A doutoranda em Ciências Sociais da Universidade Federal de Campina Grande (PB) Virgínia Vasconcelos tem realizado estudos sobre as condições de trabalho na região. Para a pesquisadora, antes de pensar em políticas públicas para atender as trabalhadoras  do Polo, é preciso ter em mente que ele não é homogêneo.

“Lá existem muitos formatos de empresas e de atividades laborais. Algumas são estruturadas, outras são de fundo de quintal; algumas fazem contratações regulares e outras não. Também é preciso compreender a cultura local e o pensamento dos trabalhadores. Muitos não se sentem explorados porque não sabem que têm direitos. É necessário haver a escuta e a conscientização ao mesmo tempo”, frisou. 

CAMINHO – Presidente da Comissão de Cidadania, Jô Cavalcanti acredita na economia solidária como melhor alternativa para dignificar a atividade. Foto: Evane Manço

De acordo com Virgínia, 80% dos negócios do Polo são informais. Ao aplicar uma consulta pública com mais de cem mulheres, descobriu-se que, entre os problemas apontados, estão a baixa remuneração, a renda incerta e a falta de vínculo empregatício. A pesquisa ainda revelou que há espaço para a criação de cooperativas e de associações, o que pode viabilizar uma mudança na estrutura de trabalho.

Fiscalização

Procuradora do Ministério Público do Trabalho, Débora Tito Farias enfatizou que o órgão fiscaliza as facções há muitos anos, autuando as empresas em caso de infração. “São necessárias políticas públicas para mudar a realidade das costureiras. Escutá-las vai possibilitar que haja valorização desse trabalho. Se o caminho for as cooperativas, apoiaremos; se for a formalização, também estaremos de acordo”, observou.

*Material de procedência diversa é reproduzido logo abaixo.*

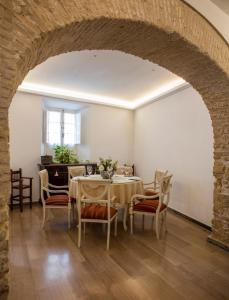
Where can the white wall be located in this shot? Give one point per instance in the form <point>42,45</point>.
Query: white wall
<point>25,122</point>
<point>175,133</point>
<point>106,132</point>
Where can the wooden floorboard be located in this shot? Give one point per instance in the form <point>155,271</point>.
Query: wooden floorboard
<point>46,264</point>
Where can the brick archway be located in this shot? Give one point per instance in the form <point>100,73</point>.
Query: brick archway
<point>166,32</point>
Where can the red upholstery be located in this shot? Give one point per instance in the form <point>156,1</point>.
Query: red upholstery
<point>96,211</point>
<point>151,193</point>
<point>57,200</point>
<point>149,206</point>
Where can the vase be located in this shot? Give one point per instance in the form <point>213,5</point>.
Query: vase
<point>106,174</point>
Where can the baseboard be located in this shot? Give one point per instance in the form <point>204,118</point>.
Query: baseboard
<point>190,219</point>
<point>218,243</point>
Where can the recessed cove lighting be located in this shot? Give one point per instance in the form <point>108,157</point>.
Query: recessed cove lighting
<point>91,98</point>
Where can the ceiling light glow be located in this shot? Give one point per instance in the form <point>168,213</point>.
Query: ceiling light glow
<point>91,98</point>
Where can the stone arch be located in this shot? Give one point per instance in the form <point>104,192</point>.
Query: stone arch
<point>167,32</point>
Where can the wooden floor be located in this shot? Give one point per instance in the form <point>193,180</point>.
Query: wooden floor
<point>46,264</point>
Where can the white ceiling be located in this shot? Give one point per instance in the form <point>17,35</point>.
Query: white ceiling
<point>104,76</point>
<point>112,77</point>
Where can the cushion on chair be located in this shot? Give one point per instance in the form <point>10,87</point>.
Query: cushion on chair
<point>151,193</point>
<point>57,200</point>
<point>96,211</point>
<point>149,206</point>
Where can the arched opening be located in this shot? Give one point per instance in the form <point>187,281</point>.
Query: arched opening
<point>160,32</point>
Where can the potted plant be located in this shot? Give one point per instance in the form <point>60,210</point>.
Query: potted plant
<point>107,167</point>
<point>64,155</point>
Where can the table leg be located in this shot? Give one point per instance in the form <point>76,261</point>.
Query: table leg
<point>125,216</point>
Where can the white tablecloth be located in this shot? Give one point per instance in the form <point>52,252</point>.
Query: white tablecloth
<point>122,187</point>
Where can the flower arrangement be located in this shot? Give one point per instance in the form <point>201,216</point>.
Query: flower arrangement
<point>107,167</point>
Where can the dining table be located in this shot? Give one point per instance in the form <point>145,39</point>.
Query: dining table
<point>122,187</point>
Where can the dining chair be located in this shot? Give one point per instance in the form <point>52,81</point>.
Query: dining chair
<point>155,206</point>
<point>53,196</point>
<point>76,171</point>
<point>152,188</point>
<point>95,205</point>
<point>19,184</point>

A secretária estadual da Mulher, Ana Elisa Sobreira, salientou que é necessário um conjunto de forças para modificar esse cenário. “As costureiras fazem parte do grupo prioritário da pasta. Estamos desenvolvendo estratégias no sentido de valorizar a atuação dessas profissionais”, explicou. Para Juliana Gouveia, secretária de Políticas para Mulheres de Caruaru, os municípios precisam de incremento orçamentário: “Já estamos incentivando a economia solidária em parceria com o Dieese”, ressaltou.

Já o superintendente de Atração de Investimentos da Secretaria de Desenvolvimento Econômico do Estado, Diogo Beltrão, informou que o órgão promove ações em benefício dos trabalhadores do Polo. Entre elas, cursos de capacitação, reforma de áreas e implantação de sinalizações, além da compra de três milhões de máscaras durante a pandemia. “Estamos à disposição para receber sugestões”, avisou.

UNIÃO – Teresa Leitão também defendeu a organização das trabalhadoras: “A luta é árdua, mas esperamos que as propostas se revertam em soluções”. Foto: Evane Manço

Ao final da reunião, a presidente da Comissão de Cidadania, deputada Jô Cavalcanti, do mandato coletivo Juntas (PSOL), defendeu a economia solidária como “a melhor alternativa para dignificar o trabalho das costureiras”, que atuam irregularmente e não têm direito a uma remuneração justa. “Vamos elaborar um documento com sugestões propostas no encontro para encaminhar ao Governo do Estado. Capacitação, assistência médica e psicológica, creches e registro profissional, bem como linhas de crédito específicas foram algumas ideias apresentadas”, acrescentou.

Representando a Comissão da Mulher, a deputada Teresa Leitão (PT) também defendeu a organização das trabalhadoras. “São muitas as precariedades. Insalubridade, mistura de vida privada com atividade laboral, falta de proteção social, entre outras, que foram agravadas durante a crise sanitária da Covid-19. A luta é árdua, mas esperamos que as propostas que surgiram se revertam em soluções”, completou.